Tanta has the right idea with what she said about Harvey Pitt
"I'll cut Pitt some slack as soon as he starts all his sentences with, "Now that we've made all the boatloads of money we can possibly make off this racket, we must observe that there's a potential for manipulation"
Bear, hedge funds and their executives were making boatloads on these deals for years. As is always the case a good percentage of it is off the backs of those who can least afford it the, middle class.
Now we are supposed to worry about the potential impact on Bear Sterns Quarterly Earnings or whether Some hedge fund gets to maximize the profit on a position.
Lets feel some compassion for all the average folks who are losing jobs and homes as a result of this mess.
Great thread.
What is the ABX? Is it a true reflection of the value of the underlying bonds? or is the market evaluation of the bonds from the trading in the ABX? If the "insurance" is oversold and there is less demand for the product, the ABX goes down. Those selling the product know when the value of the ABX does not coincide with the underlying securities. If the lenders are in hock to the same people selling the insurance, who are able to sell until the bonds are priced so low that the collateral isn't large enough, margin calls happen. The absolute worst timing. Lenders either go bankrupt or sell at depressed prices. Shareholders take the hit, and the assets of the lenders go on firesale. It all has an aroma. Why are the primes buying these lenders who are going down? Value? When the primes own the paper, they can support the underlying security on which lots of insurance has been sold. The primes rework the underlying security, these produce, the insurance doesn't get paid, and the real profit isn't in the mortgages, it is in selling the insurance.

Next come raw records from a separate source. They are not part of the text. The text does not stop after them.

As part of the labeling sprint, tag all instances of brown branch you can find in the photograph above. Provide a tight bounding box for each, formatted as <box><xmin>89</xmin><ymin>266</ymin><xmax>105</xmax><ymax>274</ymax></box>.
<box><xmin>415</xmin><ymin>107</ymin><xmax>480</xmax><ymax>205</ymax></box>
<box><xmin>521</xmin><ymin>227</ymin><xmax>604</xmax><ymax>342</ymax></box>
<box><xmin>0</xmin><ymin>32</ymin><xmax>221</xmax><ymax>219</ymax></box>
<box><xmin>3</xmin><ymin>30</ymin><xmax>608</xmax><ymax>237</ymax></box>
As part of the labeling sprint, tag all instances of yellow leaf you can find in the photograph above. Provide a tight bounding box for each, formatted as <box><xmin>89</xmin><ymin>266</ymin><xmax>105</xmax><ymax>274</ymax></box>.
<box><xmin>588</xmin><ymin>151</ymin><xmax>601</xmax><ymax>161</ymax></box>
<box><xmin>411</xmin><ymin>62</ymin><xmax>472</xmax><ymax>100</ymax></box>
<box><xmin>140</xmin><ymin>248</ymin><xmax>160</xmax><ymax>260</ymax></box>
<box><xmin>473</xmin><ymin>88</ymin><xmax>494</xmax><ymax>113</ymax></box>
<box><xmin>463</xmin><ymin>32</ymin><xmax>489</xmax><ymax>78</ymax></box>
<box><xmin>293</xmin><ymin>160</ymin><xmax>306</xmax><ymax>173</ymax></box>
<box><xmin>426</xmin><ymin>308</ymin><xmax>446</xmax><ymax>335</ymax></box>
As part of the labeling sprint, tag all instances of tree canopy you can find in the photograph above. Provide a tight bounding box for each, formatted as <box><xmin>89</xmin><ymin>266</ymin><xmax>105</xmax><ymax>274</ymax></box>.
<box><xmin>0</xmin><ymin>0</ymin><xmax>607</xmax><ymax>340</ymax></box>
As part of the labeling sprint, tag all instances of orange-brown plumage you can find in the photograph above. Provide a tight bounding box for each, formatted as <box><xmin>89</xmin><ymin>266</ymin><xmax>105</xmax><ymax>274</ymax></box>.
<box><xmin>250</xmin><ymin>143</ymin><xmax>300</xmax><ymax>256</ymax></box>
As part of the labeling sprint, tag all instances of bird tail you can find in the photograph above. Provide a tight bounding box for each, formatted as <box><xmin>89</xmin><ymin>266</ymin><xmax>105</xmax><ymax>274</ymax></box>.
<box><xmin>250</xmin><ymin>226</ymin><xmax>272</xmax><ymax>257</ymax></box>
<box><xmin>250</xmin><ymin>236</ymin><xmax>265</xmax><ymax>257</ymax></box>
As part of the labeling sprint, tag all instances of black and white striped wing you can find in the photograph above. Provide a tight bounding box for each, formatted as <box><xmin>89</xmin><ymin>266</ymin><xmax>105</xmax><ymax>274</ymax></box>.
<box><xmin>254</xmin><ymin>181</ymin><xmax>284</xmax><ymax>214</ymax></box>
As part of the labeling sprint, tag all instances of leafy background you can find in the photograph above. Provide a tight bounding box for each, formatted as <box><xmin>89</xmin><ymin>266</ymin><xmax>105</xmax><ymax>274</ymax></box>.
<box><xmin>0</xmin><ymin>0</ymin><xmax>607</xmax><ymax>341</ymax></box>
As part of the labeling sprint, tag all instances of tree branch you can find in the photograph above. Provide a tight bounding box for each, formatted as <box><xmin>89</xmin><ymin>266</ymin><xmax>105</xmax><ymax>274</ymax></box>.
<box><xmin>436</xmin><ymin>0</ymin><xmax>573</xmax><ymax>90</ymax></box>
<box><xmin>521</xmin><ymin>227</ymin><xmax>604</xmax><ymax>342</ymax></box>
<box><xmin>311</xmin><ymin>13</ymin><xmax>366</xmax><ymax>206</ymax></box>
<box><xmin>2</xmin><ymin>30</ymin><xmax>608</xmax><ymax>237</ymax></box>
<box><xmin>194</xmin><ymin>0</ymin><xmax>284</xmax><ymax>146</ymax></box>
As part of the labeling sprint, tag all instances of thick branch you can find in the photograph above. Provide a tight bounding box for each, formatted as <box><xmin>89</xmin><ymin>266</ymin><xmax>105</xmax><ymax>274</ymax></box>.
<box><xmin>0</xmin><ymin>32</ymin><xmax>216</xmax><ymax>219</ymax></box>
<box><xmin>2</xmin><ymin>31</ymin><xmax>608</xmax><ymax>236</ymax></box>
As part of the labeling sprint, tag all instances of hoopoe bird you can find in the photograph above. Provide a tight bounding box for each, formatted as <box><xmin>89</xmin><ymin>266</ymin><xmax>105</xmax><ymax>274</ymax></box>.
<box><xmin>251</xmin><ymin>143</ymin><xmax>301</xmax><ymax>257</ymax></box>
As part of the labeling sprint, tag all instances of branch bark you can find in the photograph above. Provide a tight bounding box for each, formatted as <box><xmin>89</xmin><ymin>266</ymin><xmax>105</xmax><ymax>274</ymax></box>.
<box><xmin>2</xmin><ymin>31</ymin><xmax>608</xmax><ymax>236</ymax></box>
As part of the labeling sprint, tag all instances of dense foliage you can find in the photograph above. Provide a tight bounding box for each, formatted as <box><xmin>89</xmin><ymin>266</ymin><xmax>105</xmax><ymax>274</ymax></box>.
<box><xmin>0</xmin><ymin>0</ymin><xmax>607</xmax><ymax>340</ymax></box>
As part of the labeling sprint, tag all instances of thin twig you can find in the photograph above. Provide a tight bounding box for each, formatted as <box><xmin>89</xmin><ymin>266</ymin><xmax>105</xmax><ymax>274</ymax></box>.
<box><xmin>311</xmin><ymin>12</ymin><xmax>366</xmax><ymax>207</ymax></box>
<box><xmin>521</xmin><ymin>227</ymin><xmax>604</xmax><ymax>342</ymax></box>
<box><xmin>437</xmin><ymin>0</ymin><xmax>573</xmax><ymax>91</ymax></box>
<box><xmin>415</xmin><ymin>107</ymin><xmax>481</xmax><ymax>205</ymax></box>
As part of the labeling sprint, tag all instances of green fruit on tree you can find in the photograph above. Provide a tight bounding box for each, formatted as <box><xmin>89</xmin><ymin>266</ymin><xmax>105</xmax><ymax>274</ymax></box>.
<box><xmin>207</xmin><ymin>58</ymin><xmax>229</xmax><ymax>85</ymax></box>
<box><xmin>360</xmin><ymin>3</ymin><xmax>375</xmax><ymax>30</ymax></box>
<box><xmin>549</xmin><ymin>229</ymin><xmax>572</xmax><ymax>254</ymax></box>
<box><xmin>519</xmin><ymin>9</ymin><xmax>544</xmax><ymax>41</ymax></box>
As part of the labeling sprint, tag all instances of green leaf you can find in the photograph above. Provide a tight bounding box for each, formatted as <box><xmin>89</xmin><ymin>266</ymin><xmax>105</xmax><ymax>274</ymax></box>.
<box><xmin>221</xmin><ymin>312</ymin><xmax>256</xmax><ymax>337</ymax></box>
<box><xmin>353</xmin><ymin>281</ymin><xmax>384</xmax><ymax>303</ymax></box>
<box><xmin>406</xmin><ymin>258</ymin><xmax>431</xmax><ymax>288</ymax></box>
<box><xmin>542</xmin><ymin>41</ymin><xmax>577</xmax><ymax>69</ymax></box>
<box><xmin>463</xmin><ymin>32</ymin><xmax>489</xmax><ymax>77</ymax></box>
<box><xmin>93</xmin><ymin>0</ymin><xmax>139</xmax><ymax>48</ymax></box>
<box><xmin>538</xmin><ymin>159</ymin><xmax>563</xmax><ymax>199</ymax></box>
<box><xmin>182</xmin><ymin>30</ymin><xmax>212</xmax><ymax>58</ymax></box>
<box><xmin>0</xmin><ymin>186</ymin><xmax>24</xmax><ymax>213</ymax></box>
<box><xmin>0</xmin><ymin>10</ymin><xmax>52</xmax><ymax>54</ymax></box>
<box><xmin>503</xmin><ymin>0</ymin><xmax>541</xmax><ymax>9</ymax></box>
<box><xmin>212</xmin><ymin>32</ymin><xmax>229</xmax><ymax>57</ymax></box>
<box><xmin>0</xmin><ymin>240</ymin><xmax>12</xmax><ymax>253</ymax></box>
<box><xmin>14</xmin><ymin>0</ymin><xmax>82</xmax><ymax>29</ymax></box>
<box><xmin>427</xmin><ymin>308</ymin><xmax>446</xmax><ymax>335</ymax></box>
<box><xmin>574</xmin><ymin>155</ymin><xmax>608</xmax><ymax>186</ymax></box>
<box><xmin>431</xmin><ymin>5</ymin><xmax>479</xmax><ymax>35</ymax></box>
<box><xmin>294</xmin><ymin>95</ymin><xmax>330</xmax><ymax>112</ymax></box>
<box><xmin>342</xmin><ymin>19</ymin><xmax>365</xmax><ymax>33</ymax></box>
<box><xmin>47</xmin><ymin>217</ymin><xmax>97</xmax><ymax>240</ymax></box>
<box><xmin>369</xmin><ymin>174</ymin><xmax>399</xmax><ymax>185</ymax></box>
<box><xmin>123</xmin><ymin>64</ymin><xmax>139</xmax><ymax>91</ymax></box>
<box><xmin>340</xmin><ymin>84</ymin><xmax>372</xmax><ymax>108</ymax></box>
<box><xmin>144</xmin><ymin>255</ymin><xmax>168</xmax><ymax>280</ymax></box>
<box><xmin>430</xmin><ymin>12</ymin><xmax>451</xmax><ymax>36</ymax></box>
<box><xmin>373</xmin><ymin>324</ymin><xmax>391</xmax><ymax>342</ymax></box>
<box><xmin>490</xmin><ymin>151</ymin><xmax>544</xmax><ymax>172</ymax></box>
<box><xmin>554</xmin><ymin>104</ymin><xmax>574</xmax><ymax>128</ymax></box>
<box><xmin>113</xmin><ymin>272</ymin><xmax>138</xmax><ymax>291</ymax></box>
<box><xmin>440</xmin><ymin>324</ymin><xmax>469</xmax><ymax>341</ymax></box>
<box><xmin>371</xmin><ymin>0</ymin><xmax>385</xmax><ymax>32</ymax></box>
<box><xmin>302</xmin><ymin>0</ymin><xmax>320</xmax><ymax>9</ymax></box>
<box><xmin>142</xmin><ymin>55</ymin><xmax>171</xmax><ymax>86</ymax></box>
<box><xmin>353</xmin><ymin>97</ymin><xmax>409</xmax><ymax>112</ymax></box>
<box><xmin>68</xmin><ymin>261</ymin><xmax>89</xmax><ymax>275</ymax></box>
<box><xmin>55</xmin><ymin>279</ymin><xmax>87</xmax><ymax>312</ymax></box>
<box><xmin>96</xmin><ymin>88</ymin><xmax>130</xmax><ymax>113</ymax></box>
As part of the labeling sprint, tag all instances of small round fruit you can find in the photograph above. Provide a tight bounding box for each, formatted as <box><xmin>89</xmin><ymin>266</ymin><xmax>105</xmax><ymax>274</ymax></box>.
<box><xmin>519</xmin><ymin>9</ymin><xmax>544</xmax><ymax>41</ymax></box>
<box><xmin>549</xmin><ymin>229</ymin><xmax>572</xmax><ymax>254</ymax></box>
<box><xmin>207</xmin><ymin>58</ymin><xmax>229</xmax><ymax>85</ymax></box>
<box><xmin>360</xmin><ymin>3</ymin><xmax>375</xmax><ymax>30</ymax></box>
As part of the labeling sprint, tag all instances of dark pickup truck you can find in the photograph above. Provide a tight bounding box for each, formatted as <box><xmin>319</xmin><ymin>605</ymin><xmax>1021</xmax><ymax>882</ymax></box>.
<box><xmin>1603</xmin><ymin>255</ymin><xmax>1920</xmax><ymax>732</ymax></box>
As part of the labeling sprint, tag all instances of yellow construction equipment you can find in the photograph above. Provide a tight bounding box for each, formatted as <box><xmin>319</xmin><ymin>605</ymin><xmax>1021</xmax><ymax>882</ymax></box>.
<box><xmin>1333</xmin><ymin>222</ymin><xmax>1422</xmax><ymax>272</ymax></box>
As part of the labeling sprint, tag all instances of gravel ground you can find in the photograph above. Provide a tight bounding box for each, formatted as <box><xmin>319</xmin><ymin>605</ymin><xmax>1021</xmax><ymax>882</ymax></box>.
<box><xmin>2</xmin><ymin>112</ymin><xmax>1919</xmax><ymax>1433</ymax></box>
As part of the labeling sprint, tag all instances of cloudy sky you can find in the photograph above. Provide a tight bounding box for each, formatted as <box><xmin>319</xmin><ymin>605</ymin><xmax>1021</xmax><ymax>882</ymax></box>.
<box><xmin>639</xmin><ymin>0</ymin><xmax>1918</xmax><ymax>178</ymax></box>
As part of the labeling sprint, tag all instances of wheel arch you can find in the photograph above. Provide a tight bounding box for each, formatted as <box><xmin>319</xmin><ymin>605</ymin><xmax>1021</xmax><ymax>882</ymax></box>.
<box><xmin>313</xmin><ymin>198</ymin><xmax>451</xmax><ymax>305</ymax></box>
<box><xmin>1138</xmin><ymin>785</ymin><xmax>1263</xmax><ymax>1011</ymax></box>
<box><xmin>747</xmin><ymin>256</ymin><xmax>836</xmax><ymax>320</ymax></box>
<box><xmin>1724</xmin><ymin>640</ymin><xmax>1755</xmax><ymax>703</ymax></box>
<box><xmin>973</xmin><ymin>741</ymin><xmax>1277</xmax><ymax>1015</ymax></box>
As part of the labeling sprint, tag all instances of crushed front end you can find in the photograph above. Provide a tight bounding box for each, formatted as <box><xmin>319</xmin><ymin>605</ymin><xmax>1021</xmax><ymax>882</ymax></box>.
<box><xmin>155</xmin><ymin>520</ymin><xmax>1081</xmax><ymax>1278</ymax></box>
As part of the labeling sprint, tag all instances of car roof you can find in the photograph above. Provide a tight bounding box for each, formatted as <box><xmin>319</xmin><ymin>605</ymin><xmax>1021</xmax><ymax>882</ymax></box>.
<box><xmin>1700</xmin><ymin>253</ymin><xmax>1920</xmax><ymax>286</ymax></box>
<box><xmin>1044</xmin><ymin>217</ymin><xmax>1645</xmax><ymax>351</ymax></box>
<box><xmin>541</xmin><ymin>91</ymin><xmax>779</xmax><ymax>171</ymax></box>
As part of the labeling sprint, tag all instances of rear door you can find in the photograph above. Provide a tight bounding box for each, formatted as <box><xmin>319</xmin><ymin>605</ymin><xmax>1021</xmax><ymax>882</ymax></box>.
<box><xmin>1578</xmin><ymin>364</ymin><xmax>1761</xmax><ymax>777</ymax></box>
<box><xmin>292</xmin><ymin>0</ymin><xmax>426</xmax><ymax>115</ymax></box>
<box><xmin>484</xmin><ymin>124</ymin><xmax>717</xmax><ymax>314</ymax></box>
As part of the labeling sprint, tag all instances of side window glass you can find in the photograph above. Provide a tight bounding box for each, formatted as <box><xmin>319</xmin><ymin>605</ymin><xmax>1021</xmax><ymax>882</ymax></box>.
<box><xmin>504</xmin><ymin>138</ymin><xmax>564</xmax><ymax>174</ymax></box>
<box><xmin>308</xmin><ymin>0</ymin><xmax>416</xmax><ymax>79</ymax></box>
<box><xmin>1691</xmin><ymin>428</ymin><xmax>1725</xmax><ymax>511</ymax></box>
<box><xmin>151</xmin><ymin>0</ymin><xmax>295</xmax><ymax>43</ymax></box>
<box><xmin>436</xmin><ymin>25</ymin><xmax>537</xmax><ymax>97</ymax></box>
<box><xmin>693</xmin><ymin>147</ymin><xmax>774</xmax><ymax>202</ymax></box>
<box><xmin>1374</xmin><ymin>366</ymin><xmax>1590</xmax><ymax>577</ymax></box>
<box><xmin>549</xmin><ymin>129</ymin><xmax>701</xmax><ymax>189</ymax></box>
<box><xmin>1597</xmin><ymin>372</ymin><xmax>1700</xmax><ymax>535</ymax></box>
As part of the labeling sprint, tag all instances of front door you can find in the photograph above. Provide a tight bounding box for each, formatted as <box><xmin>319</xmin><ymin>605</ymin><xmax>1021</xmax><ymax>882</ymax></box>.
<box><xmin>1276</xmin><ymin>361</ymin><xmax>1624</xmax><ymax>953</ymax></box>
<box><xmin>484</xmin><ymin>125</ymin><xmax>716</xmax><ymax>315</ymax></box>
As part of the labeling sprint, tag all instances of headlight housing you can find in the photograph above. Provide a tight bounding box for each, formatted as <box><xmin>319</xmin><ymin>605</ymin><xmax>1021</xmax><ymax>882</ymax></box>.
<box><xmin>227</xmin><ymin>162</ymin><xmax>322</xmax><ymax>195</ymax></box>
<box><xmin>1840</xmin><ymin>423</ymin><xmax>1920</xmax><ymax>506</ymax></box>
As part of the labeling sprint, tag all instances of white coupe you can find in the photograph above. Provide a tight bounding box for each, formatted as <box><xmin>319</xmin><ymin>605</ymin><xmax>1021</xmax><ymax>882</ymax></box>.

The primes are taking major bets on a the duration of a cockroach fight and giving the cockroaches steroids.
If there is manipulation in the trading of the ABX, it is not as transparent as the manipulation of the stock market via options. When the SEC allowed the options market maker to hedge his positions by naked shorting, the OMM could sell infinite puts, hedge by naked shorting the stock. The OMM sells the puts and the counterfeited shares to the same party who then dumps the shares into the market and drives the shares down making his puts valuable. The OMM is able to do risk-free insurance writing, doesn't have to borrow or pay for the stock for his hedge. The buyer of the puts has no money on the table once he dumps his recent purchase of counterfeited shares. How does he guarantee a profit in the puts? He keeps buying more puts and more counterfeited shares and dumps more and more shares into the market. And the brilliant folks at the SEC have allowed this because they have determined that a short squeeze is not economic for certain players. They grandfathered the illegal sales and will have kept this in place for nearly three years and added the OMM exemption in Reg SHO. Yesterday, when the SEC commissioners voted to rescind the grandfather clause, they exposed themselves. They not only have been allowing the sale of unregistered securities via the market maker exemptions, they have been purposefully manipulating the market to avoid "volatility", which is neither their job nor within their authority. The regulators are either stupid or bought to have ever done this.
Then you have the ABX.. Is the ABX used to manipulate the value of the bonds? The mm's in the bonds can't naked short the bonds as a hedge when they sell the puts. They have to support the bonds to avoid paying insurance.
Not so with the options market.. thank the nim
got truncated..
Thank the nimrods at the SEC. All we need is the Harvey Pitt clones to allow the market makers of the ABX to naked short the bonds. It isn't fair for the Primes to be exposed to risk when the options market maker is afforded a risk-free put writing by naked shorting the underlying stock. When the market makers become the counterparties to the trades, they have incentive to determine where the prices of the underlying securities go.